A public financing initiative proposed by the party would subtract $10-$15 annually from the salaries of working Americans. The money would then go into an elections fund that the parties would draw from, effectively forcing spin-doctors to be simultaneously more creative and frugal; winning candidates are beholden to preform the will of the people, instead of those of corporate interest.

Cici Peters contend that campaign-reform lesiglation hasn't passed both houses of Congress because it isn't in their best interest.

"People in power want to stay in power," she said. "They're making a lot of money, they like the glamour of it...at least half of them, I'd like to think, really do want to make a difference; they're trying hard, but...they'll never vote to make changes in the campaign law. They play games about it: the House all voted to pay attention to campaign finance reform knowing that the Senate would turn it down. In other years they reverse it: the House turns it down, and the Senate okays it. But [if the whole Congress passes campaign-reform lesigation] they're essentially voting themselves out of a job if they do...which would be the honorable thing to do."

Jeffrey Peters feels that the recent impeachment debacle is overwhelming proof that the two major parties are working in their own interest and neglecting those of their constituents. "The Republican majority would not allow in the House or the Senate for a vote to come up on censure. You ask yourself: 'Well, why is that the case?' And I think the answe is that for both parties, the most important thing is power; not doing what's the right thing for our country, but winning the presidency. When you win the presidency, that gives you the ability to raise more money to get your people re-elected. In this case, I think that's why the Republican party did not allow a vote on censure, because the real goal was to ruin the Clintons by character assassination...but they knew that they didn't have the votes in the Senate to remove him...and it wasn't in their best interest to remove him. If they removed him, then Al Gore would be president for two years then run as an incumbent. So their objective was to put out the dirty linen of the Democratic party as long as possible in order to wound the democratic party as long as possible."

Support for WTP -- conceived by Peters in 1994 and officially registered in every state as of last year -- is blooming among businesspeople and private citizens, who donated not only the huge white RV with "We The People" emblazoned on its side, but website assistance.

"Some entreprenuers from the North Country website business called us up and said 'we'd like to donate our time and our marketing experience to We The People and we'd like to design and put up your website," said Peters.

Peters, who has said that he is willing to step aside if a higher-profile person becomes interested in the cause, has approached both Sen. John McCain and Sen. Bill Bradley about running on their platform. Both men, Peters said, have shown backbone in voting on key issues. Unfortunately, both men are running for the presidency anyway as Democrats, though they appeared interested in the WTP stance.

The road trip will culminate in a "peaceful, non-partisan demand for democracy" in Washington D.C. during the week of April 7-14. We The People plans to petition the governement for "redress of grievances by passing out this handbill to Congress, The White House, and the Supreme Court" according to the handbill that will be distributed.

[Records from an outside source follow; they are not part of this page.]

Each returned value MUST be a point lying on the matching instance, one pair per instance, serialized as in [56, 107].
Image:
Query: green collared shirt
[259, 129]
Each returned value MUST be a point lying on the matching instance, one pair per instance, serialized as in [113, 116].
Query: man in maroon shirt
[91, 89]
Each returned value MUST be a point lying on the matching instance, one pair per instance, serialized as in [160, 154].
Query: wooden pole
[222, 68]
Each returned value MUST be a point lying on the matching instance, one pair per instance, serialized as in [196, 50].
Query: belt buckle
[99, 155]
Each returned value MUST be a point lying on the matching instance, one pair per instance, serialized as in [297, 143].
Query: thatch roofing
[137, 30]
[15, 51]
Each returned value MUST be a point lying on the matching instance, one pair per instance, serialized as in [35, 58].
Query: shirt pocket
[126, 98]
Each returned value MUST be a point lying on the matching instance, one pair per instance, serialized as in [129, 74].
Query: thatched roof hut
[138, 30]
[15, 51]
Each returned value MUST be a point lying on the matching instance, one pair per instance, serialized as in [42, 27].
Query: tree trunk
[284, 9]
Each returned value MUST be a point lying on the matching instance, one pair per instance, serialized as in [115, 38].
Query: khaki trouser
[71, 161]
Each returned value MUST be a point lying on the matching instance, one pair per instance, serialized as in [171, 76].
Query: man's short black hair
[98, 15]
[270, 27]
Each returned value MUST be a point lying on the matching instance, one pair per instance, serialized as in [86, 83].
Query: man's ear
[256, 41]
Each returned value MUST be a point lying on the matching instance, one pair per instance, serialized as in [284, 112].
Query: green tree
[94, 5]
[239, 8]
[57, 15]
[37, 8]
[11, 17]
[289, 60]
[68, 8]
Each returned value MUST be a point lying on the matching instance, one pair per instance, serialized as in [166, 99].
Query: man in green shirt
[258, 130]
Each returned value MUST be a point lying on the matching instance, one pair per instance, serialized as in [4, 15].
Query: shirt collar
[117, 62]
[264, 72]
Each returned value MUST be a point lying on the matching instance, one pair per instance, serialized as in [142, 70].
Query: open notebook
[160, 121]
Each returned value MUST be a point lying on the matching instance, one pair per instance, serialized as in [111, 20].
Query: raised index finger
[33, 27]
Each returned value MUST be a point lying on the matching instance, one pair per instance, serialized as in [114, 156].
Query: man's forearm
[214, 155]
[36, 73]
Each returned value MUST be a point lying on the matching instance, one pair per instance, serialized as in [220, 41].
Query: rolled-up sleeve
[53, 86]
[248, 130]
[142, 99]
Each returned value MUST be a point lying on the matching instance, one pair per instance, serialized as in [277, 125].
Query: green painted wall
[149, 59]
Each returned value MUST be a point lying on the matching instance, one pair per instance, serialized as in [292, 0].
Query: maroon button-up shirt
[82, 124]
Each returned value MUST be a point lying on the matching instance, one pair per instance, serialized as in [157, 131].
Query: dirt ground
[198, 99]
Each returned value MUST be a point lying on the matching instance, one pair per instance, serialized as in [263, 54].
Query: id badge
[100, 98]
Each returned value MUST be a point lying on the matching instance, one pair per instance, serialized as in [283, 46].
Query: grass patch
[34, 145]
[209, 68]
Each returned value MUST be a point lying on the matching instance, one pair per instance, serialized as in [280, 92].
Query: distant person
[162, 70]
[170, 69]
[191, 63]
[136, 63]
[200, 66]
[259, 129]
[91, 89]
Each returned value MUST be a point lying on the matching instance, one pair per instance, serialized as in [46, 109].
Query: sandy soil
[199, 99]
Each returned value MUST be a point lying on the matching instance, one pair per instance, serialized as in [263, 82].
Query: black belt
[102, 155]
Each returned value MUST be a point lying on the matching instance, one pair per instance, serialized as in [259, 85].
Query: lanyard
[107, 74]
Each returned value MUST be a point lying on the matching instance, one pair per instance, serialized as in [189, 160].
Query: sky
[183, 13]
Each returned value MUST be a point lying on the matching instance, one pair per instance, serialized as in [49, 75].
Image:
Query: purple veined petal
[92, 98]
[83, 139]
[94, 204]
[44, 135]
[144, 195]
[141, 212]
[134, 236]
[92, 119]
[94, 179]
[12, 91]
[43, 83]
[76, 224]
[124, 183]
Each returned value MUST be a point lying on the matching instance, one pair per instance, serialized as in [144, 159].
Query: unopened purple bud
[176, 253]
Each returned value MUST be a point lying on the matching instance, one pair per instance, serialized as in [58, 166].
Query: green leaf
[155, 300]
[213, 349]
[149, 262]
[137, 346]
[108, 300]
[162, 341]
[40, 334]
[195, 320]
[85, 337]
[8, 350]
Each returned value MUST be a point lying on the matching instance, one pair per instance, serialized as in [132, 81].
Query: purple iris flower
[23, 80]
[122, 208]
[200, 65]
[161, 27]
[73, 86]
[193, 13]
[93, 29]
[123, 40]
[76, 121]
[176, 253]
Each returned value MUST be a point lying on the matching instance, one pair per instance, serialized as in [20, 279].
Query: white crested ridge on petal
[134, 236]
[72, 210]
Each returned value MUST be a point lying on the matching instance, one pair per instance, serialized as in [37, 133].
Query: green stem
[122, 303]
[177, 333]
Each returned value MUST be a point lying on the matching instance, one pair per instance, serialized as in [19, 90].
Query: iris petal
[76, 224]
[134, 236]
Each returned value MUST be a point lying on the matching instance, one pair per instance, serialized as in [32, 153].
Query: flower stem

The peaceful protest and this initial bid for the presidency are the first steps in establishing the party, Peters said. In coming years, WTP will run candidates for Senate and House seats.

"The feeling of the leadership of We The People thus far is that we want to concentrate our efforts on having a candidate for president in the year 2000 in order to raise the profile of WTP, and we want to have local chapters in each state."